US scepticism on blame for Turkey attack exposes growing split

Ankara (AFP) - Turkey has pinned the blame for a deadly attack in Ankara on Syrian Kurdish fighters -- but its assertions have been greeted with scepticism from chief NATO ally the United States in a rare and increasingly acrimonious split.

Just a day after Wednesday's attack on a convoy of military buses left 28 people dead, President Recep Tayyip Erdogan said investigators had already worked out it was a joint operation by Turkey-based Kurdish militants and their counterparts in Syria.

But the US State Department responded that responsibility for the attack was still an "open question" and that it could neither confirm or deny Ankara's claims.

Syria's Democratic Union Party (PYD) denied any involvement in the bombing, which comes against the backdrop of a growing hostility over the role of the Syrian Kurds in the five-year civil war.

The attack was claimed late Friday by a Turkey-based Kurdish militant group Kurdistan Freedom Falcons (TAK), which said the bomber was a Turkish citizen from the eastern city of Van.

Turkey accuses the PYD and its People's Protection Units (YPG) militia of being the Syrian offshoot of the Kurdistan Workers Party (PKK) which has fought an over 30-year insurgency against the Turkish state in search of greater powers and rights for the country's Kurdish minority.

"Regardless of its validity, Turkey's attribution of the attack to the YPG reflects Turkey's intent to put pressure on the US policy of supporting the PYD," said Ege Seckin, expert at IHS Country Risk.

- 'Brave Kurdish fighters?' -

In a bid to up the diplomatic pressure on world powers to condemn the YPG, ambassadors from the five permanent UN Security Council members plus Germany were "invited" by Turkey to receive a briefing on the bombing Thursday.

A Western diplomat, speaking on condition of anonymity, told AFP that there was "no hard evidence of a YPG link" presented to the diplomats at the meeting.

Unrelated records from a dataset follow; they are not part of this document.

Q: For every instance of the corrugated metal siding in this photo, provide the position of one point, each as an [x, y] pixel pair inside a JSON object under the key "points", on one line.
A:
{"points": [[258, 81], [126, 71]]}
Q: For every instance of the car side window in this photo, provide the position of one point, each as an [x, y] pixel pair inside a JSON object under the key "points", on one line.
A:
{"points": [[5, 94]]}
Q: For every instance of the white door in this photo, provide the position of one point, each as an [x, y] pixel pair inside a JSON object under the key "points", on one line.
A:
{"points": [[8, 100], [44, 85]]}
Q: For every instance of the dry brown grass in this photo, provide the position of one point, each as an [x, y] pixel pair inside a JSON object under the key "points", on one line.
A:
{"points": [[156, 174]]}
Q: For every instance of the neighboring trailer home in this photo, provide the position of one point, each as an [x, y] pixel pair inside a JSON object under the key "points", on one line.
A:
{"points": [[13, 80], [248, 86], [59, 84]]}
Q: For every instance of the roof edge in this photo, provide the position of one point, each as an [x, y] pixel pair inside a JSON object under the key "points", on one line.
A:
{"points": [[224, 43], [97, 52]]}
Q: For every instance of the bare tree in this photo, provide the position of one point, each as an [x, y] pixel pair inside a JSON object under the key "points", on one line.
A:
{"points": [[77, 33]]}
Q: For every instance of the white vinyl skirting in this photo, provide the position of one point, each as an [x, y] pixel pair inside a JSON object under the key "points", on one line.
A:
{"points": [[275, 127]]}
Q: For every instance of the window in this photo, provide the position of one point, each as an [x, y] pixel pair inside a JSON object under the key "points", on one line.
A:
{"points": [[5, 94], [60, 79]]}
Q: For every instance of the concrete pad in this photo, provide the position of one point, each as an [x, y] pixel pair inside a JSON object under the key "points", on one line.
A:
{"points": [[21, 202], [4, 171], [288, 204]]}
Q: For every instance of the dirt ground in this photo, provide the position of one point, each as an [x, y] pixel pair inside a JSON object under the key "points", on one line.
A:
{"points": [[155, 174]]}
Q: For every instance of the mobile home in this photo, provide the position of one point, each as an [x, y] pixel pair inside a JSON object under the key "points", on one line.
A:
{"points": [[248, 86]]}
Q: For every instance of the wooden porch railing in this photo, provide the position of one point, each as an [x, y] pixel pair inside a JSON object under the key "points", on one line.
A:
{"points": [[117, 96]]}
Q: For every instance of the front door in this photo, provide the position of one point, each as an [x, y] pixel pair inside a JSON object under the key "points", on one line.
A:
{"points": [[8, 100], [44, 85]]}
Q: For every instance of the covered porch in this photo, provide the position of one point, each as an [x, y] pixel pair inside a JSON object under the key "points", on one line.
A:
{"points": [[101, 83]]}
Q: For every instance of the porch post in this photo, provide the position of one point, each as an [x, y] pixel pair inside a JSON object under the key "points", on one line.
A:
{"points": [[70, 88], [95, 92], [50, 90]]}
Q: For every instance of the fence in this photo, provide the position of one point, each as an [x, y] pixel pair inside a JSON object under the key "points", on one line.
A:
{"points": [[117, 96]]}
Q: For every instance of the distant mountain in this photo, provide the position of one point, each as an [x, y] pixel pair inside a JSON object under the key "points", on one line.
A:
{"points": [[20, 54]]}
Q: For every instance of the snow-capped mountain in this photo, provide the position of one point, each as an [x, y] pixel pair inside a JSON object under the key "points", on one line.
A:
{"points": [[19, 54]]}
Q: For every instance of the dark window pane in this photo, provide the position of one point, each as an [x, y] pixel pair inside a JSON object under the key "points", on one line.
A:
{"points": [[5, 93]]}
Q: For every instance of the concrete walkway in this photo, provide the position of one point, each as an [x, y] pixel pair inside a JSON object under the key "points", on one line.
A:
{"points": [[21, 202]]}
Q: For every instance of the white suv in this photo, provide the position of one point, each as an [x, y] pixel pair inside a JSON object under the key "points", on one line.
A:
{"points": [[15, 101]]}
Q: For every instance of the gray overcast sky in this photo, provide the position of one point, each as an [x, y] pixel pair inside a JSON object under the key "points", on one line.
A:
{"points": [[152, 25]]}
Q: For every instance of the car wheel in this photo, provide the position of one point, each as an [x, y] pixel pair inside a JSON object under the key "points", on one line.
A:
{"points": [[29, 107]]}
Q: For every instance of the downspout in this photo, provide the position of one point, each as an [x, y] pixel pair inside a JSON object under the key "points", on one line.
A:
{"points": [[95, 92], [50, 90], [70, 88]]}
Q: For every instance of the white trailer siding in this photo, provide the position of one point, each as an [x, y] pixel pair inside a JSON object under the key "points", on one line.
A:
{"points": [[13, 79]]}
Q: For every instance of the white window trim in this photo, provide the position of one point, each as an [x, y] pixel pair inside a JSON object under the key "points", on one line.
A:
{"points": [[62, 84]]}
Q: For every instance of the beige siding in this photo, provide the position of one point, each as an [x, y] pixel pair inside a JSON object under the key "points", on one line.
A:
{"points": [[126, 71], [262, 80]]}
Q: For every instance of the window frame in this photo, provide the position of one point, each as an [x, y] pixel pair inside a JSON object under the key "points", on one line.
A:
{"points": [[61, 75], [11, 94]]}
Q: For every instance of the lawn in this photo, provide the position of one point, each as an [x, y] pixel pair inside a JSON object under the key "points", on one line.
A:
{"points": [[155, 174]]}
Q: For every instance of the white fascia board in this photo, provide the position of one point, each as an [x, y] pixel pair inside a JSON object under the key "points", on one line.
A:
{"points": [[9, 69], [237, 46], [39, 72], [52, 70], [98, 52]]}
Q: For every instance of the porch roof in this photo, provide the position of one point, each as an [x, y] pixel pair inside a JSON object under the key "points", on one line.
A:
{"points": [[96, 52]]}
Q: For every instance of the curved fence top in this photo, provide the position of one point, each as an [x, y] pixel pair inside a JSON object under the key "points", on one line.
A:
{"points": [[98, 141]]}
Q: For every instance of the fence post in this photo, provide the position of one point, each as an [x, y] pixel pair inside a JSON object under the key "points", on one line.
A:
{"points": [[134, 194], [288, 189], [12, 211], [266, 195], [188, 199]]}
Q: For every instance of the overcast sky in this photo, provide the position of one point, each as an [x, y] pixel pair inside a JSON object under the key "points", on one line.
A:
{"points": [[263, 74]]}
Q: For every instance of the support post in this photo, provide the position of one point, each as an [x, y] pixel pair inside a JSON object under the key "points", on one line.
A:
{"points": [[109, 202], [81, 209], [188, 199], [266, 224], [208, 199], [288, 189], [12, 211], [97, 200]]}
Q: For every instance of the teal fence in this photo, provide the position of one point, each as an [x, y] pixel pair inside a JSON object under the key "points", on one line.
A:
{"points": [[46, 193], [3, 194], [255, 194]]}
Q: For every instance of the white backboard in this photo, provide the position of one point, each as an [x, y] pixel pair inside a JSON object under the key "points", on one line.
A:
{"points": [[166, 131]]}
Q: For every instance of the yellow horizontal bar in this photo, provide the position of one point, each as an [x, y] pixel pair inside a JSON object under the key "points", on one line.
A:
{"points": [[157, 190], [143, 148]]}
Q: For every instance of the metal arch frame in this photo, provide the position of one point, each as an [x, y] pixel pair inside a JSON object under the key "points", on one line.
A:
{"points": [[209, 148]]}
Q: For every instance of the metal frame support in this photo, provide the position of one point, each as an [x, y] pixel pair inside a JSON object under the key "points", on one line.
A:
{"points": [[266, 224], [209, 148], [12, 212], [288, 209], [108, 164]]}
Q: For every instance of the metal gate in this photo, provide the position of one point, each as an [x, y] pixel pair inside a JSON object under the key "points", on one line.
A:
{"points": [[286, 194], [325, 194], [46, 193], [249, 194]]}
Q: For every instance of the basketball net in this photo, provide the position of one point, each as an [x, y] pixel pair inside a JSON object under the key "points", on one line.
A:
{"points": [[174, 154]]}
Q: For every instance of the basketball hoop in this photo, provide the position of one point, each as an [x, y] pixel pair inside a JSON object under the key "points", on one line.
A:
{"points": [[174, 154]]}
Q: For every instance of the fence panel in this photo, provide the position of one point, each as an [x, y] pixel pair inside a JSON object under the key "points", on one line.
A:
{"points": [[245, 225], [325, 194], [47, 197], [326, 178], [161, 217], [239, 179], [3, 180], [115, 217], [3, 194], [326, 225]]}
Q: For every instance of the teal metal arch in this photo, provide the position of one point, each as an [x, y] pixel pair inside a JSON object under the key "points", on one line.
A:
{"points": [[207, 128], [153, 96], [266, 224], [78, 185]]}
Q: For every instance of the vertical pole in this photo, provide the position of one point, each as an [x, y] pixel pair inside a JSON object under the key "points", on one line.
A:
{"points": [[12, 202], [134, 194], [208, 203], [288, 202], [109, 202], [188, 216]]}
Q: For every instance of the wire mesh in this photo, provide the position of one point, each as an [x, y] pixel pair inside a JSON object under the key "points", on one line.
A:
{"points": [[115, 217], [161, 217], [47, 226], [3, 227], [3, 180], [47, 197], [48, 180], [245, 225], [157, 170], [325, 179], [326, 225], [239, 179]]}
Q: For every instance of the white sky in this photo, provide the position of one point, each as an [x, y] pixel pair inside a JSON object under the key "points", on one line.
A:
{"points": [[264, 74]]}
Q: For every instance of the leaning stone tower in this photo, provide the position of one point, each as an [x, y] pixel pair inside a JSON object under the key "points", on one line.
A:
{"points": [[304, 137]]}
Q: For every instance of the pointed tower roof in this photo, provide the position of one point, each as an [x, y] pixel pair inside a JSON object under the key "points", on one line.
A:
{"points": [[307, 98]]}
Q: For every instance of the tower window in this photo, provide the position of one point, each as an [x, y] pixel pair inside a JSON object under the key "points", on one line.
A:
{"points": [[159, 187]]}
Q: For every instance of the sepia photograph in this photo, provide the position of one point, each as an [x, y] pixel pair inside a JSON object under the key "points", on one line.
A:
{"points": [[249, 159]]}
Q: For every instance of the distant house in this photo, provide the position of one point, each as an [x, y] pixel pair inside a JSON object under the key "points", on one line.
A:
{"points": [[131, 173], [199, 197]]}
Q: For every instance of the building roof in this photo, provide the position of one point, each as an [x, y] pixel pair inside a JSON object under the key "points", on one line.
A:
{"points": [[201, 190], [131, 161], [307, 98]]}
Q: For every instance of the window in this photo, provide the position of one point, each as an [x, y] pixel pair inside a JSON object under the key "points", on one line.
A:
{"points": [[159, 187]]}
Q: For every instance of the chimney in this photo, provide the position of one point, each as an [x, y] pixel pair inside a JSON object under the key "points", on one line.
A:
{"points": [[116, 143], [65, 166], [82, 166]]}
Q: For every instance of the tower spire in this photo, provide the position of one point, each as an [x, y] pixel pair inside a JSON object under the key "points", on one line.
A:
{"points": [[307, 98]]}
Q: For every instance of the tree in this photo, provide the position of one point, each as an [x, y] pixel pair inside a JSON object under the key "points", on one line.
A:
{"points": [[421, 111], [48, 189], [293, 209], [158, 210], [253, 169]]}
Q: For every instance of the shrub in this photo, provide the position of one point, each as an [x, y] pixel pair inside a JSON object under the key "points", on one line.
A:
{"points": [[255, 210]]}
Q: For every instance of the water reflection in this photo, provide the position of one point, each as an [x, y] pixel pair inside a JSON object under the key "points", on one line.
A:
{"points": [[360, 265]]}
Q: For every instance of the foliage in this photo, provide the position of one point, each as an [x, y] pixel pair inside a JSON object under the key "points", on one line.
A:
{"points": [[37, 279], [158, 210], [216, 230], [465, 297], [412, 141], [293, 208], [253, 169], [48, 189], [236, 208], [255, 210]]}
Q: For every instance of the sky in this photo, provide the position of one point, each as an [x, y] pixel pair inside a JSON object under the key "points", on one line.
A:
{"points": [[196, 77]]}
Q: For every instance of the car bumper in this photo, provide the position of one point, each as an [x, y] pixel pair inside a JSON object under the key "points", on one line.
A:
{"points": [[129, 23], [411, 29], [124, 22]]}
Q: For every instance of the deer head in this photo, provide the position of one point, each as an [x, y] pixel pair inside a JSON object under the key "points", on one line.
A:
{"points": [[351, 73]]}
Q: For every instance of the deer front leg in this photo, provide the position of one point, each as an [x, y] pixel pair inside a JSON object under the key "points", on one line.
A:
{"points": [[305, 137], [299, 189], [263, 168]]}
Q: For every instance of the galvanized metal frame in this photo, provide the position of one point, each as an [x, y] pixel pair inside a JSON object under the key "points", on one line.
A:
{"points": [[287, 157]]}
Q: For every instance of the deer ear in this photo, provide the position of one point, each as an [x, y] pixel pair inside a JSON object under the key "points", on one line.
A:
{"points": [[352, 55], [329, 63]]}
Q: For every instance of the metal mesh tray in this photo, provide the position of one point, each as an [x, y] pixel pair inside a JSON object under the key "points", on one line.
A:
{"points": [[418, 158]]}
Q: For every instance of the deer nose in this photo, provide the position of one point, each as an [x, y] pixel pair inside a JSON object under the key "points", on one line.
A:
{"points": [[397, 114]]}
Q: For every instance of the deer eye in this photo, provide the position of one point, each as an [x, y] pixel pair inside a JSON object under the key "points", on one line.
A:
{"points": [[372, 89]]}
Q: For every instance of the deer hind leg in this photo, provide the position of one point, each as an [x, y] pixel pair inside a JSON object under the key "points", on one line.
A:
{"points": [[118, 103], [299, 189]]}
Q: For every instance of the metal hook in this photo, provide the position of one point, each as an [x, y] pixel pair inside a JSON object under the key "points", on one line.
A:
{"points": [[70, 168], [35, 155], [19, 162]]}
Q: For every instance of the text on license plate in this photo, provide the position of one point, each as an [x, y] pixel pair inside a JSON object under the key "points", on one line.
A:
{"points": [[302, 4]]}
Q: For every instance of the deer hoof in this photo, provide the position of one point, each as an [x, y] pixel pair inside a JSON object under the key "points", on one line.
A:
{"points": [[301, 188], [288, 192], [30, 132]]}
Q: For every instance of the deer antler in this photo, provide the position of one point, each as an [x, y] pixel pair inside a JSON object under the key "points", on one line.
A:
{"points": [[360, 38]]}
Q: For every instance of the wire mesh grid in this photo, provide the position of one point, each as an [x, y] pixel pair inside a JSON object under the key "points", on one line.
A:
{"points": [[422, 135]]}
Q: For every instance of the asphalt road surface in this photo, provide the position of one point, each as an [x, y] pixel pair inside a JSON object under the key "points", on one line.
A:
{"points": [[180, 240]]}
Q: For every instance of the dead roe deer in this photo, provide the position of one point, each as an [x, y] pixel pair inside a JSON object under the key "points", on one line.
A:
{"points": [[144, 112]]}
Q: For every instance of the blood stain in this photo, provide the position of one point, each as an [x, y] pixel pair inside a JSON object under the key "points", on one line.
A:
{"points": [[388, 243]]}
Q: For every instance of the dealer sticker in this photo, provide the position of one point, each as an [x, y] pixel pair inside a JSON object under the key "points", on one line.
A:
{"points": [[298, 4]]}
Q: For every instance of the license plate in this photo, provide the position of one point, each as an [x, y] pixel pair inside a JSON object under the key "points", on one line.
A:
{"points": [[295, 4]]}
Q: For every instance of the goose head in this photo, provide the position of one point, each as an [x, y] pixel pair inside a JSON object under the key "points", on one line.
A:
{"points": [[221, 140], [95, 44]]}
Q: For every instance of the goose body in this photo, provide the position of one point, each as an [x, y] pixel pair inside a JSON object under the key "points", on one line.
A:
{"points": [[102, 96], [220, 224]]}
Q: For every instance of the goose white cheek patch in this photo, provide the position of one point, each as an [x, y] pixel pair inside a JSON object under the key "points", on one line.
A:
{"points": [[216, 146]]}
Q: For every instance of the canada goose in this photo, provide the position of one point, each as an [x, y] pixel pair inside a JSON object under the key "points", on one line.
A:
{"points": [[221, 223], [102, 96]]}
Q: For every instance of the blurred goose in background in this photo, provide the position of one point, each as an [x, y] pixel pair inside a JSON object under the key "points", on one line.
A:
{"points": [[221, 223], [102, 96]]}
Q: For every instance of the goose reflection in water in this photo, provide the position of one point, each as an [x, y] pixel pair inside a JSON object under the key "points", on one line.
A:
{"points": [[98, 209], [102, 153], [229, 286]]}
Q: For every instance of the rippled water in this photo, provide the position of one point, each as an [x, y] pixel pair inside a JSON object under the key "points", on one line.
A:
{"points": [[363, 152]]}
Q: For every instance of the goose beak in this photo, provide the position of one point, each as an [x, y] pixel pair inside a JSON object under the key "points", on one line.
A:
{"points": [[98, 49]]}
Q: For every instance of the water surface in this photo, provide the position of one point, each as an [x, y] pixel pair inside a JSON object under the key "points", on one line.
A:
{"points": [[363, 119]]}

Kurdish fighters' recent advance into territory controlled by Turkey-backed rebels in northern Aleppo near the Turkish border has worried Ankara, which clearly set the Euphrates River as a "red line" that must be the limit of their westwards drive.

The PYD's offensive has severed Turkey's supply lines to Syrian rebels around Aleppo province, and in response, Turkish artillery has shelled YPG positions in northern Syria the entire week.

"Maybe it's true, maybe not," the diplomat said of Turkey's claim that Syrian Kurdish fighters were behind the Ankara bombing.

"But in both cases it justifies bombarding YPG positions in Syria."

The United States and Turkey are both opponents of Syrian President Bashar al-Assad's regime in Damascus.

But Washington concentrates its current campaign strictly on the Islamic State jihadists and sees Syrian Kurdish militia as the most effective force fighting on the ground against the extremists.

US State Department spokesman John Kirby on Thursday described the YPG as "brave Kurdish fighters" against IS.

Nihat Ali Ozcan, security expert at the Ankara-based TEPAV think-tank, said there would be consequences for Washington preferring a mere "player in Syria" to a "legitimate state" like Turkey.

He added that Turkey has a major lever in the shape of its Incirlik air base, which in the last months has become a crucial hub for US raids against IS in Syria.

- 'US has no choice' -

But Turkey is hoping to galvanise American support in the wake of the Ankara attack for a ground operation into Syria with its allies, analysts say.

A senior Turkish official said this week that Turkey was in favour of a ground operation in Syria to end the fighting, but only with its Western and Gulf allies and aimed at not just IS but the Syrian regime and the YPG.

"Turkey is already in Syria with a covert operation and it is not possible to turn it into an open one without support from allies including the United States," Ozcan told AFP.

Turkey has long been pressing, with limited success, for a safe zone inside Syria free from IS militants and YPG militia to house Syrian refugees.

But Max Abrahms, professor of political science at Northeastern University and a member of the US Council on Foreign Relations think-tank, said the US would "not back away from the collaboration with the YPG even if attacks in Turkey are attributed to Kurdish terrorists".

"The US really has no choice but to collaborate with the YPG in Syria because of the absence of alternative ground forces," he told AFP.